Carbon levels unprecedented despite efforts
Another factor that will undoubtedly shape the way Kyoto is discussed in Durban is data released earlier this year by the International Energy Agency showing that 2010 marked the highest global carbon dioxide output levels ever recorded. With much of the carbon spike attributed to coal-reliant emerging countries - notably China, now the world’s largest polluter - developed countries have even less of an incentive to extend an international agreement to which developing countries have no binding commitments.
China has committed to reduce its “carbon intensity” - carbon emissions relative to production or consumption - by 40 percent by 2020 and Brazil has committed to reduce its overall emissions by 36 percent, but it is unclear whether gestures such as these will create any buy-in incentive for developed countries.

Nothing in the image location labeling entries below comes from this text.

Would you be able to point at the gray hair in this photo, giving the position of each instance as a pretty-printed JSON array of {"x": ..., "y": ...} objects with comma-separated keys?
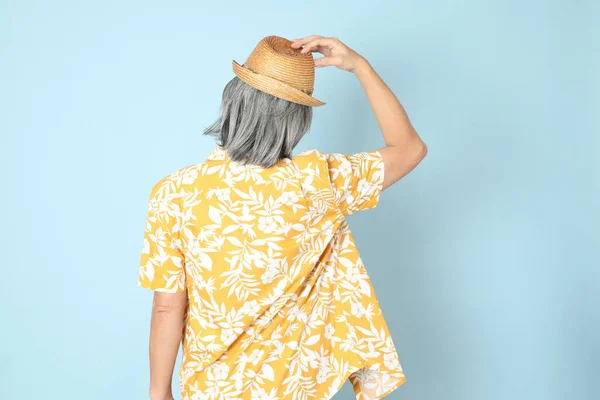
[{"x": 256, "y": 127}]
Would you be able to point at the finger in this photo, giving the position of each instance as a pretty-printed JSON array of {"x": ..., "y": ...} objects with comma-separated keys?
[
  {"x": 321, "y": 41},
  {"x": 296, "y": 43},
  {"x": 328, "y": 61}
]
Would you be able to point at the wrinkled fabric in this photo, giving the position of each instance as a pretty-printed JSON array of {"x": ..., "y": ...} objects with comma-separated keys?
[{"x": 280, "y": 303}]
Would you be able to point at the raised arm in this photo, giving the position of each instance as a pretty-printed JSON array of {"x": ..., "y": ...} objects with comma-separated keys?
[{"x": 404, "y": 148}]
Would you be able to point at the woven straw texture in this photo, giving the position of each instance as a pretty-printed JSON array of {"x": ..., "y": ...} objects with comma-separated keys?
[{"x": 276, "y": 68}]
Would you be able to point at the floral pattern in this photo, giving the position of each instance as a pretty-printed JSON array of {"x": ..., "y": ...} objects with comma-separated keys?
[{"x": 280, "y": 303}]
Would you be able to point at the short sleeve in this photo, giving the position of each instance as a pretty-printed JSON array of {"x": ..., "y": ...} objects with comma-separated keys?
[
  {"x": 162, "y": 261},
  {"x": 356, "y": 180}
]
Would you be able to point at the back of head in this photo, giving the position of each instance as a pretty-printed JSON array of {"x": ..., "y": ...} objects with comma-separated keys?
[{"x": 256, "y": 127}]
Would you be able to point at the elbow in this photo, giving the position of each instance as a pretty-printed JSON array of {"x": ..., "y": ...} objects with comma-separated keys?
[{"x": 420, "y": 151}]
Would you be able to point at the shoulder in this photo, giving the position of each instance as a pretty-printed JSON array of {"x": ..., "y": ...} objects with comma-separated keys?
[
  {"x": 311, "y": 158},
  {"x": 174, "y": 182}
]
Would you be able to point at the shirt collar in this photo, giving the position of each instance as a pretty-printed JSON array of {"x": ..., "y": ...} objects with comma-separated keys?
[{"x": 218, "y": 153}]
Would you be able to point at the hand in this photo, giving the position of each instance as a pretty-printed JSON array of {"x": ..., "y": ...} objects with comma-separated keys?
[{"x": 336, "y": 53}]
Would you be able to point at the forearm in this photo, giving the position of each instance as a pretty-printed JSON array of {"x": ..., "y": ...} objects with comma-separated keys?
[
  {"x": 165, "y": 337},
  {"x": 391, "y": 116}
]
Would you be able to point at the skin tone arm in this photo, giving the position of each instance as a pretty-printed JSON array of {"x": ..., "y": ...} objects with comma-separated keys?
[
  {"x": 166, "y": 331},
  {"x": 403, "y": 149}
]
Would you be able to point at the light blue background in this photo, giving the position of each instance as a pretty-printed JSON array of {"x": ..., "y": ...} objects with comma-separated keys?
[{"x": 485, "y": 258}]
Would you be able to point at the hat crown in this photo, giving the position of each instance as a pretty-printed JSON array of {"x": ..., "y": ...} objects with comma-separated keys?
[{"x": 274, "y": 57}]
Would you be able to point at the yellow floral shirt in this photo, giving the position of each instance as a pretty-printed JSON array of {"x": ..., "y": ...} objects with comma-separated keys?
[{"x": 280, "y": 303}]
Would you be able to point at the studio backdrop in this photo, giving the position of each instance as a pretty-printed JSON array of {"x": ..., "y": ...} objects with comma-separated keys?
[{"x": 485, "y": 259}]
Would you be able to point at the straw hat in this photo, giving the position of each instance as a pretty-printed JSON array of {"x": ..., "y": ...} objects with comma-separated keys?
[{"x": 276, "y": 68}]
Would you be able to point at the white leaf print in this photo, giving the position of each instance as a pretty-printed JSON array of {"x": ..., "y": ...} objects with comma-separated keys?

Further complicating matters is the continued poor economic outlook across the developed world, pushing politicians to focus their attention on domestic matters, such as job creation. But despite the gloomy outlook forwarded by some, Parties to the UNFCCC have proved that they have the capacity to find common ground when needed. After all, prospects for reaching a deal going into last year’s Cancun meeting were grim indeed.
Opportunity in adversity: Figueres
In an interview with Reuters last week, Christiana Figueres, the UNFCCC’s executive secretary, said world’s ongoing economic problems should be seen as an opportunity, rather than an obstacle to act on climate change.
“Governments have a huge opportunity here to address some of that economic recovery while addressing climate change,” she said. “It is win-win.”
The climate chief said there are opportunities for hammering out some sort of deal on Kyoto and that an “important group of countries” are engaged in talks on the issue.
“I would say governments are in a creative phase and will explore what would be a middle ground which has to be acceptable to all countries,” she said.
But speaking Monday from the low lying archipelago Kiribati, UN Secretary General Ban Ki Moon was less optimistic. “It is most unfortunate, but perhaps correct, to say that any further significant progress on climate change negotiations is highly unlikely in the near future,” he said.
However, Ban assured his audience that he would bring the concerns of Small Island Developing States (SIDS) back to the United Nations and to the Durban COP. Kiribati is one of the countries most threatened by rising sea levels resulting from climate change.
In the UNFCCC-context, there is discussion about countries’ response measures to mitigate climate change and their potential to have an impact on the social and economic development of other, in particular developing, countries. Several of these measures are trade-related, such as standards and labelling, subsidies, or border measures.
The increasingly dispersed landscape when it comes to carbon abatement policies is causing growing concern among Parties. Such unilateral measures were singled-out as an area of special concern by the BASIC Ministers last week. The prospect of Annex I (developed) country members choosing to present their unilateral emissions mitigation contributions under the Ad-hoc Working Group on Long Term Cooperative Action (LCA), rather than under the Kyoto Protocol “can only be the reflection of reduced political will to cut their greenhouse gas emissions,” they said.
In recognition of this, the UNFCCC-secretariat has convened a three-day workshop dedicated to response measures, which will take place in Bonn later this month. The workshop is intended to bridge gaps between country positions on the issue before Durban gets underway.